Google is ready to say goodbye to Flash. Those who use Google's Chrome web browser will find that Adobe's Flash player extension will be phased out by the end of the year in favor of HTML5 as the default media player plugin. Only 10 websites will be exempt from the change, ZDNet reports.

Until the switch is officially made, Flash will continue to be bundled with the Chrome browser, but it will no longer just immediately load the Flash player on sites that use it.

What's behind the switch? Google is looking to steer away from Flash given that it frequently leaves users' devices vulnerable to bugs. Many of these flaws have been lessened since Flash has been bundled with Chrome, ensuring users update to the latest version of the software right as Adobe makes a software patch available.

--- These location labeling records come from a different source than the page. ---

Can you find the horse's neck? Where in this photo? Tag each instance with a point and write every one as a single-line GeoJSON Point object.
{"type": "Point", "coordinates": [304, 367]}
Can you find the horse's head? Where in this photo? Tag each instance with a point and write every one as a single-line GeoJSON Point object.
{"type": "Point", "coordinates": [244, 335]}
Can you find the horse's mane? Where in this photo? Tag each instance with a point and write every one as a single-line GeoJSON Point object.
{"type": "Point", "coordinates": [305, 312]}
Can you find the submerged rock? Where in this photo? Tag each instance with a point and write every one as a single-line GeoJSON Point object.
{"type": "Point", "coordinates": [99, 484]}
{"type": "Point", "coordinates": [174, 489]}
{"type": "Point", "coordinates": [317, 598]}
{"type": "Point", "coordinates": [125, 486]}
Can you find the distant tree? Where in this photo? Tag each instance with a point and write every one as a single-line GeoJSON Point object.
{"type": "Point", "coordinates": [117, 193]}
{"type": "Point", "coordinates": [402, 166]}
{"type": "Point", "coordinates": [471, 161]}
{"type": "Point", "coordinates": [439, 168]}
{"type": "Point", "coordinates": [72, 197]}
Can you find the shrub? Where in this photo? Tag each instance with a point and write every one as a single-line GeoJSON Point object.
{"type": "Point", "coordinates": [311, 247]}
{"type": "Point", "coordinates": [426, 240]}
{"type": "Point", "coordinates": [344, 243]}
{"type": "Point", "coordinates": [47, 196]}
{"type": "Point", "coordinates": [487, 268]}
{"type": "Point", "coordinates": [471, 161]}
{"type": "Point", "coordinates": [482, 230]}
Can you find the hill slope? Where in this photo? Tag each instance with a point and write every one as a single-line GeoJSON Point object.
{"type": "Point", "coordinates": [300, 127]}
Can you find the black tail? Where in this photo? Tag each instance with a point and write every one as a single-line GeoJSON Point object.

Google outlined its plan to phase out the Adobe plugin in a slideshow presentation on why it would convert to HTML5 for users to play media.

The top 10 websites using the player will be exempt for a year, including such popular sites as YouTube, Facebook, Yahoo, Twitch and Amazon. This exemption will expire after one year, CNET reports.

This Flash-less future is not just in Google's sights. Adobe itself has announced that it plans to move toward HTML5. Late last year, Adobe announced that Flash Professional CC would be renamed Adobe Animate CC in a move to phase out the long-used plugin.

"Why the change? The use of open web standards and HTML5 has become the dominant standard on the web," Adobe wrote in a blog post.

Google stated that the new HTML5 framework will enable previous Flash sites to run through the browser. There will be a policy setting for "always run Flash content" in the new system, which will also be found under Chrome's "Content Settings."